Maybe if the man hadn't smiled before he turned and walked the other way down the hall. Maybe then his image wouldn't have emblazoned itself in Matt's mind. Maybe also if the man hadn't been such a hunk—so much more so than the guy who paid fifty dollars to blow Matt and was angling for more later—at his convenience. Not bothering to ask Matt what would be convenient for him.
* * * *
The Hispanic hunk across the bar, maybe pushing forty-five, but not pushing it hard, and a beautiful man, with sensuous lips, was smiling the same smile. He inclined his head slightly to establish a connection with Matt from the smoky distance. Matt automatically acknowledged the salute and, with trembling fingers, began the refrain of "Strangers in the Night."

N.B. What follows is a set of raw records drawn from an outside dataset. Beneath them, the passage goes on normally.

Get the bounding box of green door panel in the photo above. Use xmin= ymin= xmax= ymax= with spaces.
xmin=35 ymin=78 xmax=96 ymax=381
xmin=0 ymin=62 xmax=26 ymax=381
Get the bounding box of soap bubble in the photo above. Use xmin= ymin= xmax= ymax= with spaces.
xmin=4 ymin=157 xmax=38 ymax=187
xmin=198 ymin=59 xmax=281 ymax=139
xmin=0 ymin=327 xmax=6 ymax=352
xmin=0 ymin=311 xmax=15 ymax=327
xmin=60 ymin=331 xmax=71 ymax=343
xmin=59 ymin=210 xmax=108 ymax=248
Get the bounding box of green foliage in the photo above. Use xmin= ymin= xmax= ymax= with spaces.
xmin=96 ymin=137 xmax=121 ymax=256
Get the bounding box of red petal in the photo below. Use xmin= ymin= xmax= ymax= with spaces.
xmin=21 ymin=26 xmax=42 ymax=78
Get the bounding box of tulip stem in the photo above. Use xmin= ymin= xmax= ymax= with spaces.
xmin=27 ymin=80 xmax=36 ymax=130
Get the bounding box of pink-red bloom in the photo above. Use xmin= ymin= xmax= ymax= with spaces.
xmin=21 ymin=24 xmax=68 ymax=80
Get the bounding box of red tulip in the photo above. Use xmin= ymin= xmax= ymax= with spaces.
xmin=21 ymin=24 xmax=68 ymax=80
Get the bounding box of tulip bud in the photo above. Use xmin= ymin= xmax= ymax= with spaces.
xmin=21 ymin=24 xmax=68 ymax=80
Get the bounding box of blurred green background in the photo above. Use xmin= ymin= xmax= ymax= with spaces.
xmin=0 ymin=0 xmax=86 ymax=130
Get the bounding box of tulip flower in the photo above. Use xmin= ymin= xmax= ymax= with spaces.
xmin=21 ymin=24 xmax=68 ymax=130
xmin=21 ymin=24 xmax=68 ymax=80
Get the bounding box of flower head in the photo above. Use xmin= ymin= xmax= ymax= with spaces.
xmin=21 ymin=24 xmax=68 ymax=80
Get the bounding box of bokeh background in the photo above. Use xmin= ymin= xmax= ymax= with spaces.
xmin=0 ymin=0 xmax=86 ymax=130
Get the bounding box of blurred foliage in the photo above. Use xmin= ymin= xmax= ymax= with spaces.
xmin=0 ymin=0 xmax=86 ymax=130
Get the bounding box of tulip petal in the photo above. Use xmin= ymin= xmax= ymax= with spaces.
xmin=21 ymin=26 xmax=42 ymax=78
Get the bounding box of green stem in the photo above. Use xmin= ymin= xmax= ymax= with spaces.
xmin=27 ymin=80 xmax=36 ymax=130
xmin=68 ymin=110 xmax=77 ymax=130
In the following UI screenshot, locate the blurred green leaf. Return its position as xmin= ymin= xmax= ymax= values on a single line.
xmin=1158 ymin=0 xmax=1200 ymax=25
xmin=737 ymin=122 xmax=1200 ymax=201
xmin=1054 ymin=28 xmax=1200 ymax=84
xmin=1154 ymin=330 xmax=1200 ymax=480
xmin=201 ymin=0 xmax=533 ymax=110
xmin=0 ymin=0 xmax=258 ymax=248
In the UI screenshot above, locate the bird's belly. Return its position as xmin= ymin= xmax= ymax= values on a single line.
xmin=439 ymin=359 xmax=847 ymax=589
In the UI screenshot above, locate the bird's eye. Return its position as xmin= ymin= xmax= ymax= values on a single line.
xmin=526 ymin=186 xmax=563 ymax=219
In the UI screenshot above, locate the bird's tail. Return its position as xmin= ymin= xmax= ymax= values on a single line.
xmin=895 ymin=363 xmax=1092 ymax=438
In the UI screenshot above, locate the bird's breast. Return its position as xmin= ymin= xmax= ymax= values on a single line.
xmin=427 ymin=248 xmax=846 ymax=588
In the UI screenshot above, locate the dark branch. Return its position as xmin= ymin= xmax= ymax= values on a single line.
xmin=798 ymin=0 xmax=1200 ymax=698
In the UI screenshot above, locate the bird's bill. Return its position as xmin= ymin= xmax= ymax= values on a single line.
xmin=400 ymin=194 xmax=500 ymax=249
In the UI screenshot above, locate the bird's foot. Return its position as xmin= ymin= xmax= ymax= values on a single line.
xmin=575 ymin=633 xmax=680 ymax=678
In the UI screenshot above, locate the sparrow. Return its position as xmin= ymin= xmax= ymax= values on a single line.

"Strangers in the night . . . exchanging glances, wondering in the night . . . what were the chances we'd be sharing love . . . before the night was through?"
Matt sensed a presence at the side of the piano. He raised his eyes a bit, permitting his fingers, their strength increasing, to do what they did on the piano by habit. The gold cufflinks with the diamond insets were the first things that caught his attention. Then the manicured hands, meaty and strong, but very well taken care of, came into view.
The man was leaning his elbows on the top of the piano, comfortably, like he belonged there, in full command.
"Strangers in the night . . . two lonely people we were. Strangers in the night . . . up to the moment when we said our first hello . . . little did we know . . ."
"My name is Enrique," he murmured, as their eyes met. "After your last set tonight."
Matt watched as a business card, with a hundred-dollar bill wrapped around it materialized in one of the hands and was deposited in the hat. Then the man—Enrique—was gone.
Matt, shuddering slightly, his fingers, on their own, shifting into "The Shadow of Your Smile."
"The shadow of your smile when you are gone . . . will color all my dreams . . ."
He didn't bother to check the hat. He knew that the business card would have a room number on it. It did. Room 1425. One of the hotel's junior suites.